Another benefit of the structure above is: each sample application can define and use its own dependencies without "poluting" the rest of samples. For example, if a sample wants to demonstrate how to instrument async scenarios, e.g., via messaging systems, it can add the messasing system as a dependency in the compose file. Nothing else needs to change 😎.
To learn how to use the test framework/utilities, see Test utils.
What is left for the actual integration test is:
- Fetch the app's telemetry
- Run assertions
That is when the goal of keeping the use-cases for the sample apps simple and minimal comes in handy. With the test utils, we can query the OTLP back-end and "find" the spans/metrics/logs we are looking for.
To learn how to add a a integration test for a recipe application, see Testing a recipe
To tied things together we have the website - a single page application built with Sveltekit.

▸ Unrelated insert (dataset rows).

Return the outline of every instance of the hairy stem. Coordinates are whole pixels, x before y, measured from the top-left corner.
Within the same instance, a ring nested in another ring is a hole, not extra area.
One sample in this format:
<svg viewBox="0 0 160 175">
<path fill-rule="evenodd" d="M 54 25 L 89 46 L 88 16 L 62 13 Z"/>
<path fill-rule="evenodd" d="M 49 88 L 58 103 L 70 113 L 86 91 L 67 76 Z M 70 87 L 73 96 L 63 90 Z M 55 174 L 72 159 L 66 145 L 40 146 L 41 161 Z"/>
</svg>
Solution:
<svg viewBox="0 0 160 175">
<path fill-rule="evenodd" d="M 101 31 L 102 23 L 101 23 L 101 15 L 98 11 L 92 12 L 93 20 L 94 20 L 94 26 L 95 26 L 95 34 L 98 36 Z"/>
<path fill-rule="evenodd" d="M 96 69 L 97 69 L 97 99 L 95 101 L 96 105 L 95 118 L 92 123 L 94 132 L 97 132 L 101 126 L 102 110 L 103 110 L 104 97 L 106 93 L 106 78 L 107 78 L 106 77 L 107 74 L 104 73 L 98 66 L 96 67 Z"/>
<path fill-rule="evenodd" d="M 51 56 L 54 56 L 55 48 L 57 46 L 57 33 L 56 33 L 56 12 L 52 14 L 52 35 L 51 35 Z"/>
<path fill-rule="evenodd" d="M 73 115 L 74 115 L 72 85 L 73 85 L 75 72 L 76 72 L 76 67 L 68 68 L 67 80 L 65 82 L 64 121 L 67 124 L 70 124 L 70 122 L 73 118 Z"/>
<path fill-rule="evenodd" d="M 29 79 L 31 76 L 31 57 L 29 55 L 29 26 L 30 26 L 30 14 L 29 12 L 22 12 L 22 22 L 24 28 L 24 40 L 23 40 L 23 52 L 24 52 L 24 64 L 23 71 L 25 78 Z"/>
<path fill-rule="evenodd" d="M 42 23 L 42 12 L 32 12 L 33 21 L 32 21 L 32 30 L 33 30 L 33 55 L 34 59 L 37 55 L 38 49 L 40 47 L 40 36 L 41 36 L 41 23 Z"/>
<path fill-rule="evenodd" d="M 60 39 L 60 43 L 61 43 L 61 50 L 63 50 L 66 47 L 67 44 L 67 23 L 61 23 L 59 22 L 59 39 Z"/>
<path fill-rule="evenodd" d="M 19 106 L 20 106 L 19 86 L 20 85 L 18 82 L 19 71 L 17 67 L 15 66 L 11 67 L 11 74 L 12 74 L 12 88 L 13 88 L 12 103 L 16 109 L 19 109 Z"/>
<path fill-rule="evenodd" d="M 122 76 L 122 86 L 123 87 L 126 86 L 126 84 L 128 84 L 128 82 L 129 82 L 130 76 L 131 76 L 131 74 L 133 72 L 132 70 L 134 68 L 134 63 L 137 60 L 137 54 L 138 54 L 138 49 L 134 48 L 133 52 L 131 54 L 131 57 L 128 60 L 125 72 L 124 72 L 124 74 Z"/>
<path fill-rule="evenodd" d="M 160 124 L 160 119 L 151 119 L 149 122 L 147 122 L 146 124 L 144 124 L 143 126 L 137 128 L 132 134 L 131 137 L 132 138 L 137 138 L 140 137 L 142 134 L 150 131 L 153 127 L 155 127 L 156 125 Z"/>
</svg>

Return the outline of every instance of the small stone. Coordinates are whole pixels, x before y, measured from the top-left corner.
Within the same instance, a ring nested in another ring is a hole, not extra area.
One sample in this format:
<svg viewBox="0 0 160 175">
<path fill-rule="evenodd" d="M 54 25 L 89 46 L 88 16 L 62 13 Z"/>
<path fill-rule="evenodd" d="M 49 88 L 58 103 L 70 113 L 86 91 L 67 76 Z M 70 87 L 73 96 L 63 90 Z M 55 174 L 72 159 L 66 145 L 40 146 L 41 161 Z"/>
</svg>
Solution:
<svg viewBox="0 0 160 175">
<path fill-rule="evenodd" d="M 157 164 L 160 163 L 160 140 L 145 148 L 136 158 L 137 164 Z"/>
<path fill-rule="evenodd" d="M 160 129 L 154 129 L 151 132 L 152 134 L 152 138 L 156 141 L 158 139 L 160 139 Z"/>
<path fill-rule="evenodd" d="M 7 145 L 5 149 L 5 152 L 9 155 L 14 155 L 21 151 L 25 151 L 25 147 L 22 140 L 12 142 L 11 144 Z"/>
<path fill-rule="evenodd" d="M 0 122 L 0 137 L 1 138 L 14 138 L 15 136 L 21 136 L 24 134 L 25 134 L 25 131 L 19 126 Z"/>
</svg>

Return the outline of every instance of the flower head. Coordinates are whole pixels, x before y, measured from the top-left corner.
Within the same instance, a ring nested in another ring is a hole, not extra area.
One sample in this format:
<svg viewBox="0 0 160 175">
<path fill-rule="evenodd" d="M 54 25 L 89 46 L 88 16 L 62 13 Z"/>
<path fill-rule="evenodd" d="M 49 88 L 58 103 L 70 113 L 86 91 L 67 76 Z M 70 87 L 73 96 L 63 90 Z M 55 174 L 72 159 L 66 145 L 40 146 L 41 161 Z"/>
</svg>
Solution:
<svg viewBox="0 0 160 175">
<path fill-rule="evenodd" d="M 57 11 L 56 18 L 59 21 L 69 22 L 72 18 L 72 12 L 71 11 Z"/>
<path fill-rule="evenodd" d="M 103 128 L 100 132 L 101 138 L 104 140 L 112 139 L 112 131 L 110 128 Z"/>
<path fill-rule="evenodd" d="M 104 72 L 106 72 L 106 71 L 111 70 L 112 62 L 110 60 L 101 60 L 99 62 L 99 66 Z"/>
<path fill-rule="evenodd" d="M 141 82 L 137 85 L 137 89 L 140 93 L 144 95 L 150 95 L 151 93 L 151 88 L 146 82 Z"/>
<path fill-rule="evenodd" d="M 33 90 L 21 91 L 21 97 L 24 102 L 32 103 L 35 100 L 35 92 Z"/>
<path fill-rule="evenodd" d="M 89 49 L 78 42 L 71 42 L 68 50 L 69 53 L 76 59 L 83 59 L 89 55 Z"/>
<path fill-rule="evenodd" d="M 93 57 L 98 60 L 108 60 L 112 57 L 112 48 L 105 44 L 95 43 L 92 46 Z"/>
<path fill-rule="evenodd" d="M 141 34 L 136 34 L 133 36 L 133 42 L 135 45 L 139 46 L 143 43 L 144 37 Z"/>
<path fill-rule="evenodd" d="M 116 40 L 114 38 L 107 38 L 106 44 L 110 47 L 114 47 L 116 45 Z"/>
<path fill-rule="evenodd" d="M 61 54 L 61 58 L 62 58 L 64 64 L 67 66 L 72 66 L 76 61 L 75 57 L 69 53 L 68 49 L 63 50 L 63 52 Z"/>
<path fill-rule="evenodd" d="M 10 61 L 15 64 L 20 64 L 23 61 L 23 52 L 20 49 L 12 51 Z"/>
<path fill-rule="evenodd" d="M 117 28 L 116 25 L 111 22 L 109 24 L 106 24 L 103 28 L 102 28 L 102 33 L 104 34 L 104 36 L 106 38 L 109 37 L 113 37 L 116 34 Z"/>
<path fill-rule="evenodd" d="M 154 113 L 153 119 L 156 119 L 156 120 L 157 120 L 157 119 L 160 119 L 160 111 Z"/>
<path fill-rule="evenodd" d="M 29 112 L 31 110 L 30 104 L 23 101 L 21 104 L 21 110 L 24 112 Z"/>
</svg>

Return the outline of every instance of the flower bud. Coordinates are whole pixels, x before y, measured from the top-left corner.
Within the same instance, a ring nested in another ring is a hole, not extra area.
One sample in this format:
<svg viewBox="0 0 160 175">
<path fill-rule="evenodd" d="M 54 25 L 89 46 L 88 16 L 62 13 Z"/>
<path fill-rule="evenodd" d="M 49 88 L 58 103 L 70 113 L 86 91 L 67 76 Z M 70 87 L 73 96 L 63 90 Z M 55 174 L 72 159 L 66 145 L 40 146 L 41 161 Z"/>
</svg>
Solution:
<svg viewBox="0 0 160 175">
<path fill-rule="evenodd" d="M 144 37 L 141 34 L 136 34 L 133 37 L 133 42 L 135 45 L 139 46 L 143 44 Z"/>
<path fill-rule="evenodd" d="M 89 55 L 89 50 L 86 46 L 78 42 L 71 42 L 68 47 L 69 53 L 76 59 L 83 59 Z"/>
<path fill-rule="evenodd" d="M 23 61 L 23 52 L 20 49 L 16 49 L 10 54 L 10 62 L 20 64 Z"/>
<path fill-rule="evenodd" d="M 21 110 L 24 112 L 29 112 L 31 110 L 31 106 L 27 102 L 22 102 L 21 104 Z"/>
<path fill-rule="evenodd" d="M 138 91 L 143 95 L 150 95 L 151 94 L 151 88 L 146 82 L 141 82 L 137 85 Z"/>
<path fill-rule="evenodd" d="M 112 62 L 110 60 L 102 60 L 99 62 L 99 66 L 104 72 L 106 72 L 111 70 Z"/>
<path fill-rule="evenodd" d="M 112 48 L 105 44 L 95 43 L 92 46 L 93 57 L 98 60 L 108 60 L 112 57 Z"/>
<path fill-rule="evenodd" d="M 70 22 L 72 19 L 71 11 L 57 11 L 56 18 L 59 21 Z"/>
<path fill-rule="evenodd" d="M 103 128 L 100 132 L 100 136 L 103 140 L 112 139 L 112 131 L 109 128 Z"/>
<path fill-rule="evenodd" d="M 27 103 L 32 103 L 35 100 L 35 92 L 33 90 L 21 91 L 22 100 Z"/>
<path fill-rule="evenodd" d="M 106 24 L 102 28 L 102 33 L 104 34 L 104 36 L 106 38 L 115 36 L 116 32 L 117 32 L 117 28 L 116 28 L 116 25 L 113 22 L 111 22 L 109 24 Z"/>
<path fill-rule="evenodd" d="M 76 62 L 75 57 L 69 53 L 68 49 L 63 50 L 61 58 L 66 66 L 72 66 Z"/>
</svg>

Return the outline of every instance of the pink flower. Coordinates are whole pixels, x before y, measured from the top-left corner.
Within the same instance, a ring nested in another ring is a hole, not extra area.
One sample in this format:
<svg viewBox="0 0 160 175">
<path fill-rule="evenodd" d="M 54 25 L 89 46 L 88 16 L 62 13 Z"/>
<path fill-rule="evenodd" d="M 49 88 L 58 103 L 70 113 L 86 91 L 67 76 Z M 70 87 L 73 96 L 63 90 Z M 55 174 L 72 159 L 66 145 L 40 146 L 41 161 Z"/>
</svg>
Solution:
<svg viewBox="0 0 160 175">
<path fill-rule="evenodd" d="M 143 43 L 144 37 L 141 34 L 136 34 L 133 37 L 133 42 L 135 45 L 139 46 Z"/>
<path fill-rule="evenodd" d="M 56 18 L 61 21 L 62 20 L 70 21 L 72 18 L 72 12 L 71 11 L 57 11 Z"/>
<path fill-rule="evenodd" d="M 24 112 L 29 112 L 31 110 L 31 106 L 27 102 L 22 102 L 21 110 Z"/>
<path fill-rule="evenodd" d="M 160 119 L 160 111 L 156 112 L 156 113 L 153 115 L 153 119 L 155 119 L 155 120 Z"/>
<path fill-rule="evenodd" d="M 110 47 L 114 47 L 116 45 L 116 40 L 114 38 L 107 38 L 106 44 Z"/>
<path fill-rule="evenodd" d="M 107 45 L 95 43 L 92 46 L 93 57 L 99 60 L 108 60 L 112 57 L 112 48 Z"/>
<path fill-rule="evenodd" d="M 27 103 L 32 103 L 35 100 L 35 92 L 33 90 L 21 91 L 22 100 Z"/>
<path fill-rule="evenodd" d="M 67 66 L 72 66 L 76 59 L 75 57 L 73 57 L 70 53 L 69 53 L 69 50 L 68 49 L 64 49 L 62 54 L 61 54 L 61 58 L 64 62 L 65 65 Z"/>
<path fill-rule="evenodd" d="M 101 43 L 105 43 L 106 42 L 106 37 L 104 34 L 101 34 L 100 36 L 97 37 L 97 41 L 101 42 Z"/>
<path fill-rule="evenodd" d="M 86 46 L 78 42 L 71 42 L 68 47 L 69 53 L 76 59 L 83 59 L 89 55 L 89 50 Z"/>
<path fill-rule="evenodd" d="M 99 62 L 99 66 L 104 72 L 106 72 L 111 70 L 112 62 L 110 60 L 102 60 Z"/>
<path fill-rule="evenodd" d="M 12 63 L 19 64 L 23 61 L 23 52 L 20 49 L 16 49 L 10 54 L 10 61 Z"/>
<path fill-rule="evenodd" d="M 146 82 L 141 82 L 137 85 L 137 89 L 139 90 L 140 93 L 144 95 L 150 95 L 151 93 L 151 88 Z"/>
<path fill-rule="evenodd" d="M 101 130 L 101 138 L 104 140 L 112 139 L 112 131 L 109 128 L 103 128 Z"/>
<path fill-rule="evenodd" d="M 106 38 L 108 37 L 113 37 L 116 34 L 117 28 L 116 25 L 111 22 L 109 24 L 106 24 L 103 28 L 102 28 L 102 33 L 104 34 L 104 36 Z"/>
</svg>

The website runs completely on the client side. There's no back-end service the website's communicate with to get the recipes data. So how does it work, you ask?
The website uses the recipefile.json
files from all the apps!. During a release,
all the recipefile.json
are bundled together (using jq
) into a single .json
file which is then
minified and embedded in the website.
For starting, this approach will be probably enough, apart from making the website super snappy 🚀 as there's nothing to be loaded.
Then the website simply rely on the recipefile.json
structure to display all the information
about the recipe application, specially the individual steps on how to get it configured with OpenTelemetry.